Apple CEO says US and China have ‘unavoidable mutuality’ as profit beats estimates
Apple CEO Tim Cook, who met US President Donald Trump last week, said he is “very optimistic” about the Sino-US trade relationship, noting that history shows countries that embrace openness do much better
Apple Inc. CEO Tim Cook said that the trade relationship between China and US is not a zero-sum game and that the world’s two biggest economies can mutually benefit if they work together to “grow the pie”.
“China and the US have this unavoidable mutuality where China only wins if the US wins and the US only wins if China wins and the world only wins if China and the US win”, Cook said in a conference call on Tuesday to discuss the Cupertino, California-based company’s quarterly results. “I think history shows us that countries that embrace openness and diversity do much, much better than the ones that are closed.”
Cook, who did not mention his meeting with US President Donald Trump at the White House last week, said he believed the two countries “together can both win and grow the pie, not just allocate it differently”. The chief executives of the world’s biggest company by market cap and the world’s biggest economy met to discuss trade issues ahead of talks between US and China officials later this week in Beijing.
“That’s our focus and I’m optimistic that – I don’t know every play by play that will happen but over time, I think that view will prevail,” Cook said, in response to a question about the likely impact on demand in the event of a trade war between the US and China.
Cook’s comments came as Apple delivered revenue and profit that beat analyst’s estimates and projected continued sales momentum, calming concern about demand for the iPhone, its most-important product.
Apple revenue rose 16 per cent to $61.1 billion in the fiscal second quarter, the fastest growth in more than two years.
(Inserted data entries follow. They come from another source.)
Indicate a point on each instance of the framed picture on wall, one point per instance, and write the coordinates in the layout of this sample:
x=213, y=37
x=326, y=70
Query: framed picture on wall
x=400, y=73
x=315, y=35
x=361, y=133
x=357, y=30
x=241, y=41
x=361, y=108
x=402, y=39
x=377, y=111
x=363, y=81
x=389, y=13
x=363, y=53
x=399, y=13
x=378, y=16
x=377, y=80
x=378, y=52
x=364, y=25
Profit came in at $2.73 a share. The company also raised its dividend, unveiled a new $100 billion share buy-back and said services sales jumped 31 per cent. The stock rose in extended trading.
Cook said he continues to believe that China is a “phenomenal country with lots of opportunity” both from a market and app developer point of view. The company has almost 2 million application developers in China that are writing apps for iOS and the App Store, and “they’re doing unbelievably creative work and innovative work.”
Concern about the iPhone business was fanned by suppliers that recently reported weak demand for high-end handsets, another sign the smartphone boom that made Apple the most-valuable company is ebbing.
It has also been under pressure in China, where some consumers are shunning pricey iPhones and local rivals like Oppo and Vivo are grabbing market share. Tuesday’s report eased these fears, with China revenue rising 21 per cent year-over-year.